Sanchez Energy Announces Placement of $225 Million Private Offering of Previously Announced 6.50% Cumulative Perpetual Convertible Preferred Stock, Series B
HOUSTON, March 19, 2013 /PRNewswire/ -- Sanchez Energy Corporation (NYSE: SN) announced today that it has placed a total of 4,500,000 shares of its previously announced offering of its 6.50% Cumulative Perpetual Convertible Preferred Stock, Series B, in a private offering to eligible purchasers. Aggregate net proceeds from this offering are expected to be approximately $217 million after deducting placement agent's fees and estimated offering expenses. As previously announced, Sanchez Energy intends to use the net proceeds from this offering to fund a portion of the purchase price for a previously announced acquisition of certain assets in the Eagle Ford Shale. Closing of the private placement is expected to occur on or about March 26, 2013, and will be subject to the satisfaction of various customary closing conditions.
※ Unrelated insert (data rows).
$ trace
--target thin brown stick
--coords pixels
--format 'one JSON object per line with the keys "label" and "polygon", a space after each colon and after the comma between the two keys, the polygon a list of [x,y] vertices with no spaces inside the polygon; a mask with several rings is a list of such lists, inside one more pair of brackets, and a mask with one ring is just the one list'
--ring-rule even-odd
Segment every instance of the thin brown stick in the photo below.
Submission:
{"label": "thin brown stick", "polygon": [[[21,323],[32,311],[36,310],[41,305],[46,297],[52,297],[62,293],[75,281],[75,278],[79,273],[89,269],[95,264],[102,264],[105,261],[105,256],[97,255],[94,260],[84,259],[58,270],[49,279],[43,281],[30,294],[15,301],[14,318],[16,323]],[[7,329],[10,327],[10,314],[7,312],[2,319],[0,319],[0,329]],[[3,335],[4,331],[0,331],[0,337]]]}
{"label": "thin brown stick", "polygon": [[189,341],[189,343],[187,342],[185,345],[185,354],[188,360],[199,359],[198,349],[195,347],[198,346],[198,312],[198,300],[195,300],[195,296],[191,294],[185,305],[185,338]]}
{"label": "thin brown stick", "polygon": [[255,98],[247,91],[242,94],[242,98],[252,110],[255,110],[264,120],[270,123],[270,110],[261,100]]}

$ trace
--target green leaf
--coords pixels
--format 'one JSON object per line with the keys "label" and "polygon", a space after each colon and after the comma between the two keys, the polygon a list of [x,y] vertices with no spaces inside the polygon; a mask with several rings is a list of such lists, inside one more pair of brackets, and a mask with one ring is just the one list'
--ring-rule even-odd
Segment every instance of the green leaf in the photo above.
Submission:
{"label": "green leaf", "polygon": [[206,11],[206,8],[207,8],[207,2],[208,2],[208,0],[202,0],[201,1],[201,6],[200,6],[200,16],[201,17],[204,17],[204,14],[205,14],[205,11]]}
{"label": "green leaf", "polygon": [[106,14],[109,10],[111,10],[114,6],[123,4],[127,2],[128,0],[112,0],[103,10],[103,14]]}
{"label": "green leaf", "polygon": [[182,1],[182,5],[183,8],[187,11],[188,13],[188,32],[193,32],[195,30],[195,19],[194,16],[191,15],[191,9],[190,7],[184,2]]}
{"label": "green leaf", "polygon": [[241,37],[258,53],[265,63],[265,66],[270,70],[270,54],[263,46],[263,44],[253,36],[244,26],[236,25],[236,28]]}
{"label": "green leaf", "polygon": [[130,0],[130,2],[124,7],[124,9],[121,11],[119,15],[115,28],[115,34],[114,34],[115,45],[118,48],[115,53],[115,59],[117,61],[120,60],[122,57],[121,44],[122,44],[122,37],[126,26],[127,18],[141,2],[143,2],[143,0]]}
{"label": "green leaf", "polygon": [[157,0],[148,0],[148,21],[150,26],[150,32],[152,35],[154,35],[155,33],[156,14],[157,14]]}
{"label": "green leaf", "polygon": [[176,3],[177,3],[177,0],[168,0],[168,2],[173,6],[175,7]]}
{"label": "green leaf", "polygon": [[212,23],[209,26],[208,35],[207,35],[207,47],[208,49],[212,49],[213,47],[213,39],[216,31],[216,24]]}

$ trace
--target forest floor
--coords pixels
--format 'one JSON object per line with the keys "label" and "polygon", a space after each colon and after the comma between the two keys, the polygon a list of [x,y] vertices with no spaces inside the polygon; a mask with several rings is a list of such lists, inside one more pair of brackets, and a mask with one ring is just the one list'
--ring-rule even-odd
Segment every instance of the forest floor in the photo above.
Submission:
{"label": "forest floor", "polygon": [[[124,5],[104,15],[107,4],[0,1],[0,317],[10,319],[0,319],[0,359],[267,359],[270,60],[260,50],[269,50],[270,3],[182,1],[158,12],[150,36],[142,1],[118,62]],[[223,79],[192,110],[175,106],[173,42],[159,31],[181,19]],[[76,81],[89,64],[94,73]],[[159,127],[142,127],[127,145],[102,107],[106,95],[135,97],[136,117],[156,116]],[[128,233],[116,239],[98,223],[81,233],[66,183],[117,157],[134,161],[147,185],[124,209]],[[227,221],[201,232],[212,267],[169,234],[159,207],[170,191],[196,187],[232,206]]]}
The securities (including the convertible preferred stock, the shares of common stock into which the convertible preferred stock is convertible and the dividends payable on the convertible preferred stock in shares of common stock, if any) have not been registered under the Securities Act of 1933, as amended (the "Securities Act"), or any state securities laws, and unless so registered, may not be offered or sold in the United States except pursuant to an exemption from, or in a transaction not subject to, the registration requirements of the Securities Act and applicable state securities laws. The Company plans to offer and issue the convertible preferred stock only to qualified institutional buyers as defined in Rule 144A of the Securities Act that are also accredited investors as defined in Regulation D of the Securities Act.
This press release does not constitute an offer to sell or a solicitation of an offer to buy any securities, nor shall there be any sale of these securities in any state or jurisdiction in which such an offer, solicitation or sale would be unlawful prior to registration or qualification under the securities laws of any such jurisdiction.